What better way to introduce children to science, technology, engineering and math than through sports and exercise? During this summer’s WVU National Youth Sports Program, the Mountaineer Area RoboticS team, (MARS) stopped by to share their passion about competitive robotics and mental skills. 

Eleven MARS volunteers visited NYSP to promote interest in STEM education. They incorporated their knowledge about robotics in NYSP activities, engaging the campers through active learning. 

“At NYSP we assisted the children in making mini robots called brush bots,” Sharda Mohamed, MARS outreach and public relations mentor, said. “These robot crafts are built using a toothbrush head, small battery, small motor and connection wires to create an electrical circuit. This circuit creates a vibration that moves the mini robot across the table.” 

NYSP campers were mesmerized. Suncrest Middle School student Jannat Al-Shebeeb explained her experience. “It was fun. You could use your imagination and be creative. We learned how to build a circuit. I love math,” she said. Al-Shebeeb wants to be a doctor. 

MARS also showcased an FRC (FIRST Robotic Competition) robot used in competition at the World Robotics Competition in St Louis, MO. 

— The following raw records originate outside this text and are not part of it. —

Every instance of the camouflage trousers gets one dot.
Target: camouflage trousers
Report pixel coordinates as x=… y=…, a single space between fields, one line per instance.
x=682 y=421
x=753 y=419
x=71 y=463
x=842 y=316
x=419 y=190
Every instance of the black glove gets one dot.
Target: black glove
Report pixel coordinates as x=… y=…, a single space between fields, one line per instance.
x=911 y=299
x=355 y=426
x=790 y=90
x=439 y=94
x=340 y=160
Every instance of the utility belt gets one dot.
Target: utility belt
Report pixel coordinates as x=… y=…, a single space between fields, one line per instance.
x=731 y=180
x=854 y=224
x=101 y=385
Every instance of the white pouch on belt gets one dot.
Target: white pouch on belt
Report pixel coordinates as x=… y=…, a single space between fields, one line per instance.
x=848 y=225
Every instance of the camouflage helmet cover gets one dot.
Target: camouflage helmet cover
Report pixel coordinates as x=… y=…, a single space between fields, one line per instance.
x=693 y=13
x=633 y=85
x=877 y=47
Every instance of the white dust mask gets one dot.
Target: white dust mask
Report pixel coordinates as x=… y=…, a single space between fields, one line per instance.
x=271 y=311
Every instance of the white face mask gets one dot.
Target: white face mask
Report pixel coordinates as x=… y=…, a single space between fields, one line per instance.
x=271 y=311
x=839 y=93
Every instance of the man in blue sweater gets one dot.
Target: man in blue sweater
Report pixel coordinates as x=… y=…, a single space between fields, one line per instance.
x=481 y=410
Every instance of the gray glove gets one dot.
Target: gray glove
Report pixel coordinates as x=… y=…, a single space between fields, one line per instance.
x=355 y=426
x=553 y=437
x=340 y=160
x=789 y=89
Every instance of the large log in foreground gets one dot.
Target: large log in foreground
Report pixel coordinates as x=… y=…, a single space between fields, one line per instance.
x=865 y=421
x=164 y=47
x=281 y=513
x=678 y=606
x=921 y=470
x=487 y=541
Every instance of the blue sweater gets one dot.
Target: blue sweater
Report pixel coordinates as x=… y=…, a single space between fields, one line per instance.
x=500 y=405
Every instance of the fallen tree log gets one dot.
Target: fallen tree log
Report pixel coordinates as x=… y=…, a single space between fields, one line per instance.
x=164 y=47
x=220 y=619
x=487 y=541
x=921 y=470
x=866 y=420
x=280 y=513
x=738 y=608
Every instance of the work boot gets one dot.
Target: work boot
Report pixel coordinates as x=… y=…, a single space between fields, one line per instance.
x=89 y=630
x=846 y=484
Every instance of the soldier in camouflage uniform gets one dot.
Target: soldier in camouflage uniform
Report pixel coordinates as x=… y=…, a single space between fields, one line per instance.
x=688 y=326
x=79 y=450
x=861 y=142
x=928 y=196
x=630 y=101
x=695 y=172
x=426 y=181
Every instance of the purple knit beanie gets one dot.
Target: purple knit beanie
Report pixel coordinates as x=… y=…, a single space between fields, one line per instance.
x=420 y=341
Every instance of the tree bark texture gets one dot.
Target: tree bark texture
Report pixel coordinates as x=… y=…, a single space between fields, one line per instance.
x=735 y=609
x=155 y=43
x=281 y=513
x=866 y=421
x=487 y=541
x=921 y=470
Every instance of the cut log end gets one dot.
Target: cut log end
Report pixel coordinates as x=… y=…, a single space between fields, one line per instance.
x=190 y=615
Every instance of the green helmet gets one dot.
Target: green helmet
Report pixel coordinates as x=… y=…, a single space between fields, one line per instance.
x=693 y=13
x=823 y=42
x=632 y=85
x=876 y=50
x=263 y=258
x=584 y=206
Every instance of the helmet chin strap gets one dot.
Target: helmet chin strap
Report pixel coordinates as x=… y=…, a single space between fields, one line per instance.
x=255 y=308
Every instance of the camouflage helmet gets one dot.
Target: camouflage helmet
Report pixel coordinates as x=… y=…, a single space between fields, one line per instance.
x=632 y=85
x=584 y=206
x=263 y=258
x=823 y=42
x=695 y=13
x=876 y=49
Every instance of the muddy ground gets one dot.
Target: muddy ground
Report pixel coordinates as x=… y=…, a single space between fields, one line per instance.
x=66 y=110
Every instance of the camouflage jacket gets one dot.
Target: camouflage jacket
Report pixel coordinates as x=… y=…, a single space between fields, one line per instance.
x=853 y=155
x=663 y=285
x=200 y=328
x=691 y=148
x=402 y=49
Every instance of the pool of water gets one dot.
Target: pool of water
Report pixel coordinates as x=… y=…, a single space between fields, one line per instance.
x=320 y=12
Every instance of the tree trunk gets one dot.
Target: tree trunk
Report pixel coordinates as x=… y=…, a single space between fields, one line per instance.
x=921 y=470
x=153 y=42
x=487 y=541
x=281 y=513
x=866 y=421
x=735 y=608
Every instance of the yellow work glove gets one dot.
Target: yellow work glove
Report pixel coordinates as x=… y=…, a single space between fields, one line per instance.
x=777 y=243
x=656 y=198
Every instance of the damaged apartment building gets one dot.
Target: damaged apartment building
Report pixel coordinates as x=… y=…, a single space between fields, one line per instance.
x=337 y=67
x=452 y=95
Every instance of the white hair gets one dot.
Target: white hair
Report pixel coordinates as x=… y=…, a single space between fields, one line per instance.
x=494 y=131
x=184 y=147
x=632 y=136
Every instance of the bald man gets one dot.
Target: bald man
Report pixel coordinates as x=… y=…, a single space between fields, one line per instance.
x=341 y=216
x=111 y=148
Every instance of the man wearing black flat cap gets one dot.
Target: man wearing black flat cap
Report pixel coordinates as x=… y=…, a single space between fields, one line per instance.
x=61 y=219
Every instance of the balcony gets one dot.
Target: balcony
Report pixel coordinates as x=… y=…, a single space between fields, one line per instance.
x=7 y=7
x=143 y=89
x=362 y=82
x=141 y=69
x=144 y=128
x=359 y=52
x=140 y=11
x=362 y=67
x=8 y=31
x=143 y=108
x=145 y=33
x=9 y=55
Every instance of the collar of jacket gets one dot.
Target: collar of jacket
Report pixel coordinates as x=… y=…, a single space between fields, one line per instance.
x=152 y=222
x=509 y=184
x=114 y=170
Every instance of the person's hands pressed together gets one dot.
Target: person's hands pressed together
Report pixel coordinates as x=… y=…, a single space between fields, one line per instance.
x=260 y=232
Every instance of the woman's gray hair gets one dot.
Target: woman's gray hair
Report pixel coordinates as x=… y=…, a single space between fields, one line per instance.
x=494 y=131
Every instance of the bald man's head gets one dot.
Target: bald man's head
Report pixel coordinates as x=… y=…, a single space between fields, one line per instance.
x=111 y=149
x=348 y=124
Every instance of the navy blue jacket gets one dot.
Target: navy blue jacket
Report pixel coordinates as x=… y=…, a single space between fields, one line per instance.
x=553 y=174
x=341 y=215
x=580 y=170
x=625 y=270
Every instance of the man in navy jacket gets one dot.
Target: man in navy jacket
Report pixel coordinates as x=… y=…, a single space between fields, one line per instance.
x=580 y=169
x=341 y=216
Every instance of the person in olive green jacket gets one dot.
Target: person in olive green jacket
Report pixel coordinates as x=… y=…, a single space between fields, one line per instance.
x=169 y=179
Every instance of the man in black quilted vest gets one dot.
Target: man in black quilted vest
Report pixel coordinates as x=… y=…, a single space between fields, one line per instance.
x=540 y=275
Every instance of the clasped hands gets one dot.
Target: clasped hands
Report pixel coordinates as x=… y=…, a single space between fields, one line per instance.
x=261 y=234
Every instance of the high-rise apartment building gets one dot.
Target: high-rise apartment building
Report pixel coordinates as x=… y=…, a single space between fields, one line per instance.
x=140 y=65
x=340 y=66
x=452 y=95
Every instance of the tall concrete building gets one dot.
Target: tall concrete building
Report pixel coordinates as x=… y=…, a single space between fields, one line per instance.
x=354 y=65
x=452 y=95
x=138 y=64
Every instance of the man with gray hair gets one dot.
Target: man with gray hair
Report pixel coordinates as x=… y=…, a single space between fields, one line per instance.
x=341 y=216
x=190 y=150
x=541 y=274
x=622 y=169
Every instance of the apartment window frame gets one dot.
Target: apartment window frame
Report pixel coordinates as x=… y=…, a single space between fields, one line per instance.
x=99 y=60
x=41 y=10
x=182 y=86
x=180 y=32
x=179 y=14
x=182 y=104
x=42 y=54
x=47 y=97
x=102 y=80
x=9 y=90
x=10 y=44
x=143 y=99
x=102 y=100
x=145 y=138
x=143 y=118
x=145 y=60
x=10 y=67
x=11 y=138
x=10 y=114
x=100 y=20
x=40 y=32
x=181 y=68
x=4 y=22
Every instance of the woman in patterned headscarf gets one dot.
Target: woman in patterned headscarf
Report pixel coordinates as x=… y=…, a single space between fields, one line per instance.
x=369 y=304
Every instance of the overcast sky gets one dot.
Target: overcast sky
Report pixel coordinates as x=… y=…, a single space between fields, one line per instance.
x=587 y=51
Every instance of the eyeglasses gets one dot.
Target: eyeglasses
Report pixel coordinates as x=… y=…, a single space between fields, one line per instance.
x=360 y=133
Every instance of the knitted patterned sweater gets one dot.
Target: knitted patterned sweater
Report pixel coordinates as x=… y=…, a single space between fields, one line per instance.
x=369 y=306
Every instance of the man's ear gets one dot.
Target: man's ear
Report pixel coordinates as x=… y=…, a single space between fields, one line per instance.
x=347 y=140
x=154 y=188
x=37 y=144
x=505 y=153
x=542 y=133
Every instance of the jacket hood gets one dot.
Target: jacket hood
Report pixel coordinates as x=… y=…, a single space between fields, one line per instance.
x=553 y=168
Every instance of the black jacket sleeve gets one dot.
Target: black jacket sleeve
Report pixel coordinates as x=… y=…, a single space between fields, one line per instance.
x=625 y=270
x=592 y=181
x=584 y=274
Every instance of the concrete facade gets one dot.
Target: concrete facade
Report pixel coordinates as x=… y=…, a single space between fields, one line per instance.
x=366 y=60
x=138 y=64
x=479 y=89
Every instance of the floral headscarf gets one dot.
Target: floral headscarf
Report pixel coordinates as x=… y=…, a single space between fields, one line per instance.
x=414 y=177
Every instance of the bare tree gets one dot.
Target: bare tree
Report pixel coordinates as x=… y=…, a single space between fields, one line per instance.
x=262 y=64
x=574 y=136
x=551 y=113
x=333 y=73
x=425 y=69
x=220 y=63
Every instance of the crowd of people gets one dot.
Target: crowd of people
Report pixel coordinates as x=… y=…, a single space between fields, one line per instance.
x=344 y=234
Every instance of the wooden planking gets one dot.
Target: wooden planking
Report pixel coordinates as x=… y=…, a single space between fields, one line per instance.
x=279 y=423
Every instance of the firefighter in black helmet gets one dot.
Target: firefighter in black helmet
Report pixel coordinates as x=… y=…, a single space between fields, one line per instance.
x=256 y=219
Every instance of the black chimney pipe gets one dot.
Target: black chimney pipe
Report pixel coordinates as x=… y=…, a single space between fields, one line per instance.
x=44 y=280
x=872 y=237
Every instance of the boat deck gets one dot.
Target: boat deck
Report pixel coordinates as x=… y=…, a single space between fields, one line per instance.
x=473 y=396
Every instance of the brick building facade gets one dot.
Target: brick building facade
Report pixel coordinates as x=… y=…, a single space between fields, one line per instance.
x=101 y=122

For Suncrest Middle School student Sofia Doretto, science is becoming a habit. “I’ve done this before. Every single time, it’s new experience. I’ve been to WVU Engineering camp and other one-day science activities,” she explained. 

Through outreach initiatives, team members become role models for younger students. “The power of youth leading STEM events, helping others, enjoying the work of creating something with a team and volunteering their time for others is incredible,” Mohamed added. 

During the robotics workshop, campers moved a robot around the floor of the WVU Shell Building while the high school students described parts of the machinery and what they did. 

To promote robotics and STEM, MARS travels the county and surrounding areas for outreach activities featuring demonstrations and hands-on experiences. Youth create small robots, while learning basics about design decisions and systems. During the year, the team travels to approximately 20 events around the state. 

NYSP supports youth sport and recreational activities, while providing campers with real-world experiences, such as learning the importance of reading and job responsibilities. The implementation of MARS’ robotics workshop gave the campers a way to learn about science, math and technology through additional hands-on activities. 

According to Mohamed, MARS strives to inspire youth in rural and underserved areas in West Virginia and around the world to pursue their creative and intellectual passions.